Nicolás Matamé developed an end-to-end climate and ecological data workflow for the lter/lterwg-caged repository, focusing on scalable data acquisition, integration, and analysis. He set up the R environment and implemented pipelines to ingest, harmonize, and visualize datasets from sources such as WorldClim, Net Primary Production, and TerraClimate, incorporating Google Drive integration for external data access. His work included data wrangling, coordinate corrections, and site-level aggregation, enabling reproducible exploratory and statistical analyses. By automating quality control and mapping for multiple sites, Nicolás improved research reproducibility and accelerated ecological insights, demonstrating depth in R programming, data processing, and spatial analysis.
March 2026: Delivered an end-to-end ecological data processing and analytics workflow in lter/lterwg-caged (harmonization, filtering, site-specific analyses) with scripts for data wrangling, quality control, and statistical analysis. Integrated 10/16 site location data to improve mapping and site-level insights. Strengthened reproducibility and scalability, accelerating data readiness and ecological insights across sites; no major bugs fixed this month.
March 2026: Delivered an end-to-end ecological data processing and analytics workflow in lter/lterwg-caged (harmonization, filtering, site-specific analyses) with scripts for data wrangling, quality control, and statistical analysis. Integrated 10/16 site location data to improve mapping and site-level insights. Strengthened reproducibility and scalability, accelerating data readiness and ecological insights across sites; no major bugs fixed this month.
June 2025 monthly performance summary for lter/lterwg-caged: Delivered TerraClimate data integration and visualization to enhance ecological analysis workflows. Implemented data extraction, coordinate corrections, and aggregation of climate variables (temperature, precipitation), with visuals showing TerraClimate data in relation to site locations and existing WorldClim data. This work enables more accurate, location-aware ecological insights and faster scenario evaluation, directly supporting site-level decision making and research reproducibility.
June 2025 monthly performance summary for lter/lterwg-caged: Delivered TerraClimate data integration and visualization to enhance ecological analysis workflows.

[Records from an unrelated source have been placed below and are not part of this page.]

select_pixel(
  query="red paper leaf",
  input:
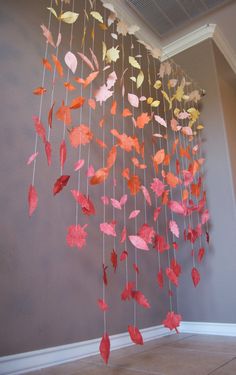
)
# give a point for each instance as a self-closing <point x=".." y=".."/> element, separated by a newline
<point x="104" y="274"/>
<point x="135" y="267"/>
<point x="99" y="176"/>
<point x="134" y="185"/>
<point x="201" y="253"/>
<point x="135" y="335"/>
<point x="102" y="305"/>
<point x="174" y="228"/>
<point x="48" y="151"/>
<point x="134" y="214"/>
<point x="39" y="128"/>
<point x="32" y="199"/>
<point x="78" y="165"/>
<point x="58" y="65"/>
<point x="123" y="235"/>
<point x="146" y="195"/>
<point x="80" y="135"/>
<point x="60" y="183"/>
<point x="108" y="229"/>
<point x="146" y="233"/>
<point x="127" y="291"/>
<point x="111" y="158"/>
<point x="160" y="278"/>
<point x="77" y="102"/>
<point x="105" y="347"/>
<point x="123" y="255"/>
<point x="114" y="259"/>
<point x="50" y="114"/>
<point x="158" y="187"/>
<point x="138" y="242"/>
<point x="156" y="213"/>
<point x="172" y="321"/>
<point x="76" y="236"/>
<point x="160" y="243"/>
<point x="195" y="276"/>
<point x="141" y="299"/>
<point x="62" y="153"/>
<point x="177" y="207"/>
<point x="172" y="276"/>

Implemented data extraction, coordinate corrections, and aggregation of climate variables (temperature, precipitation), with visuals showing TerraClimate data in relation to site locations and existing WorldClim data. This work enables more accurate, location-aware ecological insights and faster scenario evaluation, directly supporting site-level decision making and research reproducibility.
May 2025 monthly summary for lter/lterwg-caged: Delivered an end-to-end terrestrial climate data workflow and foundational exploratory analytics framework. Key features: Exploratory Analysis Groundwork (R environment setup, libraries, initial data handling) and End-to-End Terrestrial Climate Data Acquisition, Integration, and Visualization (core pipeline for WorldClim, NPP, TerraClimate including data retrieval, metadata handling, and mapping). Bugs: No critical bugs detected; resolved minor issues in data loading and environment configuration to enhance robustness. Impact: Establishes a reproducible, scalable data workflow enabling ingestion and visualization of climate datasets, accelerating analysis readiness and downstream decision-support. Technologies/skills: R, data ingestion pipelines, metadata management, GIS mapping, Google Drive data access, data validation, and version-controlled development.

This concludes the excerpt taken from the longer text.